Source code for ml.models.parallel

# mypy: disable-error-code="override"
"""Defines primitive model parallel layers.

Before using this module, you should initialize the parallel process groups
using :func:`ml.utils.parallel.init_parallelism`. This will create
three process group for model parallelism, pipeline parallelism, and data
parallelism. The process group information can be accessed using
:func:`ml.utils.parallel.parallel_group_info`.

The following layers are defined:

- :class:`ParallelEmbedding`: A model-parallel embedding layer.
- :class:`ColumnParallelLinear`: A column model-parallel linear layer.
- :class:`RowParallelLinear`: A row model-parallel linear layer.

The :class:`RowParallelLinear` and :class:`ColumnParallelLinear` layers can
be used to create a model parallel two-layer MLP, as shown below.

.. code-block:: python

    # Create a parallel embedding layer.
    parallel_embedding = ParallelEmbedding(
        num_embeddings=vocab_size,
        embedding_dim=in_features,
    )

    # Create a column parallel linear layer.
    column_parallel_linear = ColumnParallelLinear(
        in_features=in_features,
        out_features=out_features,
        bias=bias,
        gather_output=False,
    )

    # Create a row parallel linear layer.
    row_parallel_linear = RowParallelLinear(
        in_features=out_features,
        out_features=out_features,
        bias=bias,
        input_is_parallel=True,
    )

    # Applies the two linear layers together.
    x = torch.randint(0, vocab_size - 1, (bsz, tsz))
    y = row_parallel_linear(column_parallel_linear(parallel_embedding(x)))
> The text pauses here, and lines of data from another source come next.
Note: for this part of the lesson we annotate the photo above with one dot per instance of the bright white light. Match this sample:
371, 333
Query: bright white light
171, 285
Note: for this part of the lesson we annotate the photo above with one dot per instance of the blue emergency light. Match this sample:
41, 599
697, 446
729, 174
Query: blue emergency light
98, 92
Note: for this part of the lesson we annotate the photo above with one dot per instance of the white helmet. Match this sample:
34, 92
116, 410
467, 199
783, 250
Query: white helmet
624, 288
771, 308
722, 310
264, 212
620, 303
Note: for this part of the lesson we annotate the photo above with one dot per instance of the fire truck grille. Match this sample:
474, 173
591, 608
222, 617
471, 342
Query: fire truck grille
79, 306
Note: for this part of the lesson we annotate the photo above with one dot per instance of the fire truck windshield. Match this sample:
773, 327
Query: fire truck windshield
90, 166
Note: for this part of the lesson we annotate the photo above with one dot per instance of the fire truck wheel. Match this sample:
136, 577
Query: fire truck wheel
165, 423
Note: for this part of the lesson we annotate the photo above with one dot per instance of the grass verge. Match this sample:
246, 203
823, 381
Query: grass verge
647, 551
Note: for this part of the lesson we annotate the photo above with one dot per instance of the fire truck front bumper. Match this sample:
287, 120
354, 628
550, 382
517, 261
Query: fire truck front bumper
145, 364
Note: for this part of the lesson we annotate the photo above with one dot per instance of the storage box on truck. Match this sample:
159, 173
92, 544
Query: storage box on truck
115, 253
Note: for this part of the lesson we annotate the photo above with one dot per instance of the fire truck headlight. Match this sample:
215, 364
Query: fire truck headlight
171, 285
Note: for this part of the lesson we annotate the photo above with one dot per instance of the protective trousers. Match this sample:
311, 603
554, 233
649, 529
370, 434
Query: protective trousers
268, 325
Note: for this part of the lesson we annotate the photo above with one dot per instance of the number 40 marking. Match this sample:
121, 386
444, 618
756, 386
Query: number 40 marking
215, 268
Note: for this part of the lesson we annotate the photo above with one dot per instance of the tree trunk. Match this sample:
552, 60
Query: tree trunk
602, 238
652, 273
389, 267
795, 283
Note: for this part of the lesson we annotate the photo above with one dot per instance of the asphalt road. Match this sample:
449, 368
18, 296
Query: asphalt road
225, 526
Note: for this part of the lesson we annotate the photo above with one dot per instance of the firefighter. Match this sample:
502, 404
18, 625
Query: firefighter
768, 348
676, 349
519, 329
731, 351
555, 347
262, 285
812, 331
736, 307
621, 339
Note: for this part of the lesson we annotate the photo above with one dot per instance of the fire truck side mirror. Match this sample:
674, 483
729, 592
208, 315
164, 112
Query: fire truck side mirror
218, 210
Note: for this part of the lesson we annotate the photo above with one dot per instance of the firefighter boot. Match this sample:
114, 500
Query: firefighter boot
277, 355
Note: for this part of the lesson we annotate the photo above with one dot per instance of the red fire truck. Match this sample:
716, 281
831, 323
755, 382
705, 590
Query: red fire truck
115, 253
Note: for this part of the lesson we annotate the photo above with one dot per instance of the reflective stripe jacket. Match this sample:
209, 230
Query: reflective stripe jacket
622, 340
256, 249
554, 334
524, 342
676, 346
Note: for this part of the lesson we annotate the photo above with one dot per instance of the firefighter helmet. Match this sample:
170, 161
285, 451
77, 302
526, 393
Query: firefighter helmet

This is equivalent to the following single-process implementation.

.. code-block:: python

    # Create a sequential model.
    model = nn.Sequential(
        nn.Embedding(vocab_size, in_features),
        nn.Linear(in_features, out_features, bias=bias),
        nn.Linear(out_features, out_features, bias=bias),
    )

    # Applies the sequential model.
    x = torch.randint(0, vocab_size - 1, (bsz, tsz))
    y = model(x)
"""

from typing import Any

import torch
import torch.nn.functional as F
from torch import Tensor, nn
from torch.autograd.function import Function, FunctionCtx
from torch.distributed.distributed_c10d import ReduceOp

from ml.models.init import InitializationType, init_
from ml.utils.parallel import parallel_group_info


class _ModelParallelCopy(Function):
    @staticmethod
    def forward(
        ctx: FunctionCtx,
        x: Tensor,
        op: Any,  # noqa: ANN401
    ) -> Tensor:
        ctx.op = op
        return x

    @staticmethod
    def backward(ctx: FunctionCtx, grad: Tensor) -> tuple[Tensor, None]:
        return parallel_group_info().mp.reduce(grad, op=ctx.op), None


[docs]def mp_copy(x: Tensor, op: Any = ReduceOp.SUM) -> Tensor:  # noqa: ANN401
    """Copies the input to the model parallel region.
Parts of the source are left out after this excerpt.